After a botched mugging in which he was shot with a crossbow, Green Arrow grew suspicious after recognizing the arrow as his own and noticing his ward and parter Roy Harper (a.k.a. Speedy) had gone missing, while Oliver abandoned him to travel crosscountry with Hal. They sought to put an end to the local drug racket, and found Roy in the company of the two muggers – teenage junkies looking for a fix. Ollie believed Roy had gone undercover to infiltrate the drug ring, completely ignorant to the fact that Roy was an addict himself. When Oliver finally learns the truth, he throws Roy out in a fit of rage. Green Lantern finds Roy in an alley and takes him to Dinah Lance to help him kick his habit. It's to O’Neil’s credit that he depicts a fallen teen hero with compassion and pity, and makes Green Arrow, the ostensible hero, pig-headed and callous.
It’s through Ollie’s reaction that Roy gains the will to endure withdrawal and beat his addiction. But this is the end of their partnership, as Roy is less than appreciative of his mentor’s behavior, crediting Black Canary and Green Lantern for helping him. This wears on Oliver for the rest of the run, chipping away at his confidence and seeding pangs of guilt which fester at pivotal points in his career. Throughout the series O’Neil gave Oliver a condescending, unenthusiastic view of crimefighting. He often called it “ego-tripping," and saw little benefits it afforded a world beset by prejudice, poverty and human indifference. A respite out of his slump came in the form of a call to run for mayor. Oliver had no clue what to do, and resorted to asking the advice of his friends and teammates in the superhero fraternity.
As he wanders over to meet with Dinah, Green Arrow finds himself in the middle of a riot on the South End of Star City. He witnesses a little boy felled by a stray shot, and though he rushes him to the nearest hospital, the boy dies. Ollie’s consumed with grief and decides to run for mayor. Yet this development isn’t followed up on, as the series was soon cancelled. Oliver would eventually become mayor after the events of Infinite Crisis, but that was a good thirty-five years down the line.
In the years that followed, Green Arrow went through a number of changes to his character. From the acclaimed Mike Grell's Longbow Hunters to The Dark Knight Returns to his New 52 series, but his days as a fighter for social justice have never strayed far from fans' minds. It was this version of the character that was brought to life in Justice League: Unlimited and the DC shorts, and the mayoral plot even found its way into TV's Arrow.
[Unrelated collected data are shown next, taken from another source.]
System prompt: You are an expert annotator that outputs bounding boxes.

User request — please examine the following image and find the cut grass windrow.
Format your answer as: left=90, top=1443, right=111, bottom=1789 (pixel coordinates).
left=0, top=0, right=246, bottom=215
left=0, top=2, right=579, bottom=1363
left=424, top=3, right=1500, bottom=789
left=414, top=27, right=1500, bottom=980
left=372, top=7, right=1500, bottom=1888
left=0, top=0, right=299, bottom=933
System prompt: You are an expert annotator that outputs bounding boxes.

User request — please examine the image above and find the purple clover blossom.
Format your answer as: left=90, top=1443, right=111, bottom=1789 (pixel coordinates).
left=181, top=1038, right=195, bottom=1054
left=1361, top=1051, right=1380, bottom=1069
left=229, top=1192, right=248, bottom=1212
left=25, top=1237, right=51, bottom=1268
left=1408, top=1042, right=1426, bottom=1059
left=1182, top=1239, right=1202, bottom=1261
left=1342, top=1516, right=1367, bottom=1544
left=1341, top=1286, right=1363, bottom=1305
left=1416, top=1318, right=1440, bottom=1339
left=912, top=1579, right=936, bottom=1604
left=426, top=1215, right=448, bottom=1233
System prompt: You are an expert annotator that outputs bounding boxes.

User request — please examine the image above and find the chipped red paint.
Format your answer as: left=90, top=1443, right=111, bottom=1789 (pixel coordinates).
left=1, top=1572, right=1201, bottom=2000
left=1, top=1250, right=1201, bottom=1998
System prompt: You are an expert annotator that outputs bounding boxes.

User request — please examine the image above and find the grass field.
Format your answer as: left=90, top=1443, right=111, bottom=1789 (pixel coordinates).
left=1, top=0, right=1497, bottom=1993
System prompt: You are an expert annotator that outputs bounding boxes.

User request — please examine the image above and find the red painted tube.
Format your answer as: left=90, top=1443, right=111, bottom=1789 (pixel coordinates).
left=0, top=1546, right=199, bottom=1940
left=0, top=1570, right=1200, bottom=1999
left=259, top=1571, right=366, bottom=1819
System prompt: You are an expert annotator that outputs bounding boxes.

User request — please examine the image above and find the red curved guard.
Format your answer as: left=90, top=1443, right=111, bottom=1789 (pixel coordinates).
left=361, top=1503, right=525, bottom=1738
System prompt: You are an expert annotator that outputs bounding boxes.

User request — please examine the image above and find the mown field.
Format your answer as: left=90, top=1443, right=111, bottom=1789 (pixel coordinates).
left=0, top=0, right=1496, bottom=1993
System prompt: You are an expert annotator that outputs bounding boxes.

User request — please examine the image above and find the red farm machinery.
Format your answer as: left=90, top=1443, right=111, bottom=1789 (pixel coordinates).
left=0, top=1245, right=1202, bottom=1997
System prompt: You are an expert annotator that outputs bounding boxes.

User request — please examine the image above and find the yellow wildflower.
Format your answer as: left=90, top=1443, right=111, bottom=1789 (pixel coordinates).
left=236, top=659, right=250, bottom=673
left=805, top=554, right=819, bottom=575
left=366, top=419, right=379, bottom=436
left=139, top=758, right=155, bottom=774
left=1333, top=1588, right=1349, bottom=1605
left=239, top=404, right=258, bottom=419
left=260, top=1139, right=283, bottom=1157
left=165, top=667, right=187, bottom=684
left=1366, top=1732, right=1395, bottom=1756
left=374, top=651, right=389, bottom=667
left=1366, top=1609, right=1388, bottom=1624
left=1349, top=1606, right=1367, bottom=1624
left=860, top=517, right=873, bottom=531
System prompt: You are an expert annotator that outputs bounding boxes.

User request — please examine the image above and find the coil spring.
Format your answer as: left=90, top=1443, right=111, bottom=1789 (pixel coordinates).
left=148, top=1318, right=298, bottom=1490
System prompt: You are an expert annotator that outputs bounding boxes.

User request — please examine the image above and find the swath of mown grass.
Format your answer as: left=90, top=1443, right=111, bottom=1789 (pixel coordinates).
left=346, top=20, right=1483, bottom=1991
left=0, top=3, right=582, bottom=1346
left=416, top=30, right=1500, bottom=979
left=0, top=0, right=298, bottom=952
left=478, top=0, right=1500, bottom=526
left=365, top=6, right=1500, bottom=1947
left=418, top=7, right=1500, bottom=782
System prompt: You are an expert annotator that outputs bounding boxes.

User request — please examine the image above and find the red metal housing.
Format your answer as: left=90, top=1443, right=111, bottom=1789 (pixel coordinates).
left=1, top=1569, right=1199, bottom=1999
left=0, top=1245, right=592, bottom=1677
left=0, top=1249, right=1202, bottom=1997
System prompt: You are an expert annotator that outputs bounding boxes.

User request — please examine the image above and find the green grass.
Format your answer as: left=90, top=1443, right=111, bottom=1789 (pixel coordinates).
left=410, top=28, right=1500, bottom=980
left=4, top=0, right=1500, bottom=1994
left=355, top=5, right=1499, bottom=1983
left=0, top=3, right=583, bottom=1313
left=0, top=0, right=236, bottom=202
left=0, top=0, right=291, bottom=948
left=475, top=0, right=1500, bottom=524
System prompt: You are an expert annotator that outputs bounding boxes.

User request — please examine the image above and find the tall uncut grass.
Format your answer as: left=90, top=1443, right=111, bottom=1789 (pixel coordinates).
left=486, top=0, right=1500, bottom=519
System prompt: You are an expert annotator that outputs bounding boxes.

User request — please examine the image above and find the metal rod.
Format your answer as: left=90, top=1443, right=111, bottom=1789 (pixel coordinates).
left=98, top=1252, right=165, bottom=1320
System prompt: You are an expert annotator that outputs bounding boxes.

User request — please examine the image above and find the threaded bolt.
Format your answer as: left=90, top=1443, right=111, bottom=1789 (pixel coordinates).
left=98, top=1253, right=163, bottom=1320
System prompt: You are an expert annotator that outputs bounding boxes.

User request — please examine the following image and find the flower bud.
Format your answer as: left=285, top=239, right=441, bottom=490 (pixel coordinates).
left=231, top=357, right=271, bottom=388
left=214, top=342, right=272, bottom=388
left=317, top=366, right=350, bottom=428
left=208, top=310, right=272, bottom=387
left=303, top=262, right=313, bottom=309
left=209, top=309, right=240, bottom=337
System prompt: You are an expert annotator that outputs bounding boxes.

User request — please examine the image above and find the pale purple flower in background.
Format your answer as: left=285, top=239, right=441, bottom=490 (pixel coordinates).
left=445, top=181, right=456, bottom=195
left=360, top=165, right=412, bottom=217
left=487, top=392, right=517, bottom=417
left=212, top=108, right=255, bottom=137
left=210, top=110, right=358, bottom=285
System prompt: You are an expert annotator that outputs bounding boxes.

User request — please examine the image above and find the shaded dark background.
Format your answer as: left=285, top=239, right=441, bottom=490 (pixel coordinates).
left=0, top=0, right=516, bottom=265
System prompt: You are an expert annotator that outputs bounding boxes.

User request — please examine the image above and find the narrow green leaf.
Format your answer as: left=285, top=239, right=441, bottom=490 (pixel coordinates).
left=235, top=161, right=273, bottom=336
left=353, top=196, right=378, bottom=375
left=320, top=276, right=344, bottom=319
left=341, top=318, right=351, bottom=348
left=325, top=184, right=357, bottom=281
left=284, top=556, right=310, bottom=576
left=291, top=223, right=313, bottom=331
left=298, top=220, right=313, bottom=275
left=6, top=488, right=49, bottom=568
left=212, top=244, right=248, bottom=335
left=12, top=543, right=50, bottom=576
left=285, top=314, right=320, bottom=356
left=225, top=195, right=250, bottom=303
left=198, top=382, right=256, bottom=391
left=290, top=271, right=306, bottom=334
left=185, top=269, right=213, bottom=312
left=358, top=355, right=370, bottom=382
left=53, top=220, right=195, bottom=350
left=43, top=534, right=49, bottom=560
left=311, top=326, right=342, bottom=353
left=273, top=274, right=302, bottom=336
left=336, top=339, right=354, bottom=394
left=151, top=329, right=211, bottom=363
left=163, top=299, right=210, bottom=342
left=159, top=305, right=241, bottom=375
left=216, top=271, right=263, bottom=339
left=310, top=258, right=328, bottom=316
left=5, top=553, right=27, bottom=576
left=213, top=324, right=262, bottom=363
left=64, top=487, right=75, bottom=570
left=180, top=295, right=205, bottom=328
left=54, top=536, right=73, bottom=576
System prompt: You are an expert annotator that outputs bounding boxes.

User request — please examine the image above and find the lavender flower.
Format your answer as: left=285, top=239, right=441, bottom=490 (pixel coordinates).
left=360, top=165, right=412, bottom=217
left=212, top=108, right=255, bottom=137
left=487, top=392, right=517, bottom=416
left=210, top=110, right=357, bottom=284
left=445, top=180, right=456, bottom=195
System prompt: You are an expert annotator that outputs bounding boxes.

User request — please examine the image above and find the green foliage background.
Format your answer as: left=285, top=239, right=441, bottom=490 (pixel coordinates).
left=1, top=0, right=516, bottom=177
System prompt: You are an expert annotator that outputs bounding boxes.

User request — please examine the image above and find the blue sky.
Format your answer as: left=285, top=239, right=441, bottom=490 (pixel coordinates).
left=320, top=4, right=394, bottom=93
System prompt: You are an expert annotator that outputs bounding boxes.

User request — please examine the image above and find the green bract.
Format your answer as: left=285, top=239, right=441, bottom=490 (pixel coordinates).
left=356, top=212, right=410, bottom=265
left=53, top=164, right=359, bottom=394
While Oliver’s politics have varied in their intensity from version to version, his hotheadedness, his pride, his ego, and his willingness to help the downtrodden have become staples of his character since 1971. Dennis O’Neil's stamp on Green Arrow has become so fondly remembered, that few people can name many Green Arrow comics preceeding the goatee era. The Robin Hood incarnation became his most celebrated characterization, and ultimately served to enrich and diversify the personalities of superheroes across the DC Universe.